本文属于机器翻译版本。若本译文内容与英语原文存在差异，则一律以英文原文为准。

# 使用 `explain` 和 `profile` 调整 Gremlin 查询
<a name="gremlin-traversal-tuning"></a>

[[您通常可以在 Amazon Neptune 中调整您的 Gremlin 查询以获得更好的性能，使用您从 Neptune 解释和个人资料中获得的报告中提供的信息。](gremlin-profile-api.md)](gremlin-explain-api.md) APIs为此，了解 Neptune 如何处理 Gremlin 遍历会有所帮助。

**重要**  
3.4.11 TinkerPop 版本中进行了更改，提高了查询处理方式的正确性，但目前有时会严重影响查询性能。  
例如，这种查询的运行速度可能会慢得多：  

```
g.V().hasLabel('airport').
  order().
    by(out().count(),desc).
  limit(10).
  out()
```
由于 3.4.11 的更改，极限步骤之后的顶点现在以非最佳方式获取。 TinkerPop 为避免这种情况，您可以通过在 `order().by()` 之后的任何点添加 barrier() 步骤来修改查询。例如：  

```
g.V().hasLabel('airport').
  order().
    by(out().count(),desc).
  limit(10).
  barrier().
  out()
```
TinkerPop [3.4.11 已在 Neptune 引擎版本 1.0.5.0 中启用。](engine-releases-1.0.5.0.md)

## 了解 Neptune 中的 Gremlin 遍历处理
<a name="gremlin-traversal-processing"></a>

当 Gremlin 遍历发送到 Neptune 时，有三个主要过程可将遍历转换为底层执行计划供引擎执行。它们是解析、转换和优化：

![3 个进程将 Gremlin 查询转换为执行计划。](http://docs.amazonaws.cn/neptune/latest/userguide/images/Gremlin_traversal_processing.png)


### 遍历解析过程
<a name="gremlin-traversal-processing-parsing"></a>

处理遍历的第一步是将其解析为通用语言。[在 Neptune 中，通用语言是 API 中的一组 TinkerPop 步骤。TinkerPop](http://tinkerpop.apache.org/javadocs/3.4.8/full/org/apache/tinkerpop/gremlin/process/traversal/Step.html)这些步骤中的每一个都代表遍历中的一个计算单位。

您可以将 Gremlin 遍历以字符串或字节码的形式发送给 Neptune。REST 端点和 Java 客户端驱动程序 `submit()` 方法以字符串形式发送遍历，如下例所示：

```
client.submit("g.V()")
```

使用 [Gremlin 语言变体 (GLV)](https://tinkerpop.apache.org/docs/current/tutorials/gremlin-language-variants/) 的应用程序和语言驱动程序以字节码发送遍历。

### 遍历转换过程
<a name="gremlin-traversal-processing-conversion"></a>

处理遍历的第二步是将其步长转换为一组已转换和未转换的 Neptune TinkerPop 步长。Apache TinkerPop Gremlin 查询语言中的大多数步骤都转换为特定于海王星的步骤，这些步骤经过优化，可以在底层 Neptune 引擎上运行。当在遍历中遇到没有 Neptune 等效项的 TinkerPop 步骤时，查询引擎会处理该步骤和遍历中的所有后续步骤。 TinkerPop 

有关在什么情况下可以转换哪些步骤的更多信息，请参阅[Gremlin 步骤支持](gremlin-step-support.md)。

### 遍历优化过程
<a name="gremlin-traversal-processing-optimization"></a>

遍历处理的最后一步是通过优化器运行一系列已转换和未转换的步骤，以尝试确定最佳的执行计划。此优化的输出是 Neptune 引擎处理的执行计划。

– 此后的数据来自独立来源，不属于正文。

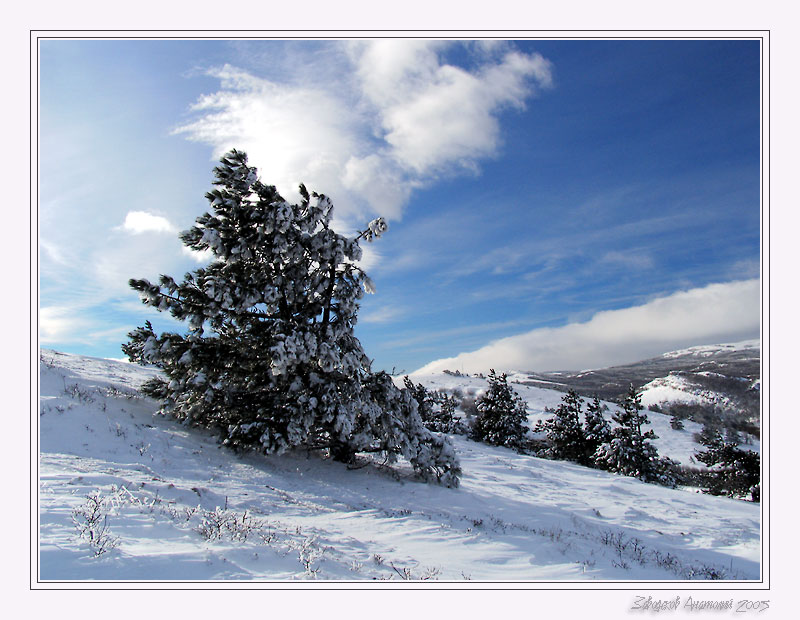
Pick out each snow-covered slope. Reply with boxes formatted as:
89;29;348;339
39;351;761;582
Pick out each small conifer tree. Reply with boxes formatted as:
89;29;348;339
471;369;528;449
583;396;611;467
536;390;590;465
594;385;672;484
403;376;459;433
695;430;761;502
122;150;460;486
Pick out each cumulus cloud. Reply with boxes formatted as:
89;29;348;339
122;211;175;234
416;279;760;373
354;40;551;175
175;40;551;225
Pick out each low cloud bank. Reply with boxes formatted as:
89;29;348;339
414;278;761;374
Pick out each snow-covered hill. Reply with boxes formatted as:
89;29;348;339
39;351;761;582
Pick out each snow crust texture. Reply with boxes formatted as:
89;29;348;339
38;351;761;583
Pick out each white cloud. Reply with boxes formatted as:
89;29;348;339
39;306;90;344
357;41;550;175
181;245;214;265
122;211;175;234
175;40;550;225
417;279;760;373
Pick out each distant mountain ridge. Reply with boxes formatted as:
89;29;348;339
520;340;761;424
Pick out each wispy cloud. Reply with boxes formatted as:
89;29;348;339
358;306;407;323
417;279;760;373
122;211;175;235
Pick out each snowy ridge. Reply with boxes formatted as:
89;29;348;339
661;340;761;359
39;351;761;582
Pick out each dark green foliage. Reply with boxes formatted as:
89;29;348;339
534;390;593;465
123;150;460;486
595;385;674;486
695;432;761;502
471;369;528;449
583;396;611;467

## 使用 Neptune Gremlin `explain` API 调整查询
<a name="gremlin-traversal-tuning-explain"></a>

Neptune Explain API 与 Gremlin `explain()` 步骤不同。它返回 Neptune 引擎在执行查询时将处理的最终执行计划。由于它不执行任何处理，因此无论使用什么参数，它都会返回相同的计划，并且其输出不包含有关实际执行的统计数据。

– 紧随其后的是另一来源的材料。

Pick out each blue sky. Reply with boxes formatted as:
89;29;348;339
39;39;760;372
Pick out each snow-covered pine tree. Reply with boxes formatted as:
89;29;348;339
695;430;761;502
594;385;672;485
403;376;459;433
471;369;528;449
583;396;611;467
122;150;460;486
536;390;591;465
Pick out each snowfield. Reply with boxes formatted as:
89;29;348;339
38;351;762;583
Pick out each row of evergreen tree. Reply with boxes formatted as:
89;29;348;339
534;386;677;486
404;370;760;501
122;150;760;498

考虑以下简单的遍历，它可以找到安克雷奇的所有机场顶点：

```
g.V().has('code','ANC')
```

有两种方法可以通过 Neptune `explain` API 运行此遍历。第一种方法是对 Explain 端点进行 REST 调用，如下所示：

```
curl -X POST https://{{your-neptune-endpoint}}:{{port}}/gremlin/explain -d '{"gremlin":"g.V().has('code','ANC')"}'
```

第二种方法是将 Neptune Workbench 的 [%%gremlin](notebooks-magics.md#notebooks-cell-magics-gremlin) 单元格魔术命令与 `explain` 参数结合使用。这会将单元格正文中包含的遍历传递给 Neptune `explain` API，然后在运行单元格时显示结果输出：

```
%%gremlin explain

g.V().has('code','ANC')
```

生成的 `explain` API 输出描述了 Neptune 的遍历执行计划。如下图所示，该计划包括处理管道中 3 个步骤的每一个步骤：

![简单 Gremlin 遍历的 Explain API 输出。](http://docs.amazonaws.cn/neptune/latest/userguide/images/Gremlin_explain_output_1.png)


### 通过查看未转换的步骤来调整遍历
<a name="gremlin-traversal-tuning-explain-non-converted-steps"></a>

在 Neptune `explain` API 输出中首先要查找的内容之一是未转换为 Neptune 原生步骤的 Gremlin 步骤。在查询计划中，当遇到无法转换为 Neptune 原生步骤的步骤时，该步骤和计划中的所有后续步骤都将由 Gremlin 服务器处理。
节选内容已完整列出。